Previous research shows pigs digest organic forms of zinc more easily than inorganic forms. Carolyn Huntington, Mt. Vernon, Ill., Angela Bradley, Palmyra, Mo., and Veum designed an experiment to determine if lower levels of a commercially available organic zinc-polysaccharide supplement would provide growth performance similar to the inorganic zinc ration typically fed to pigs.

The researchers assigned 50, 21-day-old barrows and gilts to one of five dietary treatments that contained different concentrations of organic or inorganic zinc. During the five-week experiment, they collected blood plasma, fecal, feed and urine samples, which they used to evaluate zinc absorption and retention.

"Our results indicate organic zinc supplements can be fed at rates almost seven times less than inorganic zinc and still maintain pig growth performance," says Huntington.

The environmental benefit is not without cost, says Bradley. "The reason producers traditionally supplement with inorganic zinc is because it's relatively inexpensive."

The organic zinc-polysaccharide supplement the researchers tested in the study cost almost four times as much per pound as the inorganic zinc. Because it was rationed at much lower levels, the additional cost averaged about 9 cents per pig.

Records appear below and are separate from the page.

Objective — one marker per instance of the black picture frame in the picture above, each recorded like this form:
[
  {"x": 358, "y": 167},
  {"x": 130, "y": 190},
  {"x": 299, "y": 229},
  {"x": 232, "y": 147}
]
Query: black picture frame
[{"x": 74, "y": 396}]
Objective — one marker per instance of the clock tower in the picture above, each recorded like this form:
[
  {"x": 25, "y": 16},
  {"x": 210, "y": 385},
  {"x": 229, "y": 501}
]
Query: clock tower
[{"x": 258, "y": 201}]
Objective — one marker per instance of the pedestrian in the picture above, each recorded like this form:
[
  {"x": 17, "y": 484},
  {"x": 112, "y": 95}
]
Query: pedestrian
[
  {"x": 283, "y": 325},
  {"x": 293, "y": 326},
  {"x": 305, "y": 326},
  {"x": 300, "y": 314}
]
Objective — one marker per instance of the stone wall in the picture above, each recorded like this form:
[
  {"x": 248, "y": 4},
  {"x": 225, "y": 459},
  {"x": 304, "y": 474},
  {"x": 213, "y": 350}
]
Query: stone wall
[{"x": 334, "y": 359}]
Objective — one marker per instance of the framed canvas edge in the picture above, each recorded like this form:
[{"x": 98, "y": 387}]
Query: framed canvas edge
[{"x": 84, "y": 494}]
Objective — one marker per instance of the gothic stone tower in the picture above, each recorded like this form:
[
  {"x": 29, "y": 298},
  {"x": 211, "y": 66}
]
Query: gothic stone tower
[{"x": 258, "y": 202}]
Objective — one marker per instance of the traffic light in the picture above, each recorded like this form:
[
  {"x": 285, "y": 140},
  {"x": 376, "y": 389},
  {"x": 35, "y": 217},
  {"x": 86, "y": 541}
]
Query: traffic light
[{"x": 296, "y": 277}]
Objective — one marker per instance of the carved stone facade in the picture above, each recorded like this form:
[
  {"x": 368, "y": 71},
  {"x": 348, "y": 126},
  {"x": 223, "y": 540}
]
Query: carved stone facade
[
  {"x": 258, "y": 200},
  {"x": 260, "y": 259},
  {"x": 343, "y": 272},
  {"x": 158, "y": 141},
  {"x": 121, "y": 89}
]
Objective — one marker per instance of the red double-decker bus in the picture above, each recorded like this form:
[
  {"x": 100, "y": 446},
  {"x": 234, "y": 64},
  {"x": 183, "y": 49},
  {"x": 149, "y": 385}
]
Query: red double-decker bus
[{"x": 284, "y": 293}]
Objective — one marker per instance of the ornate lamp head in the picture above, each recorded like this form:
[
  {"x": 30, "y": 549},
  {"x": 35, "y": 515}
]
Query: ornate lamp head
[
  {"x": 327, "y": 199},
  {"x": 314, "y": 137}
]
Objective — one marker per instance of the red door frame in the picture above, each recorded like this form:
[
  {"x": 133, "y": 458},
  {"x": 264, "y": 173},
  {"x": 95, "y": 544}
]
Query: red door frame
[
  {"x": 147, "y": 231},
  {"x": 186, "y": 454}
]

   "For small to mid-sized producers with ample crop land on which to spread manure, it may not make economic sense to feed organic zinc," says Veum. "But for large producers already struggling with nutrient issues, feeding pigs organic zinc could be part of an overall nutrient management plan.”

The next step is to identify the molecular pathways in the pig intestines that are responsible for the differences in organic and inorganic zinc uptake. Learning more about these pathways could further improve utilization of zinc, copper and iron, and lessen potential environmental impacts, he adds.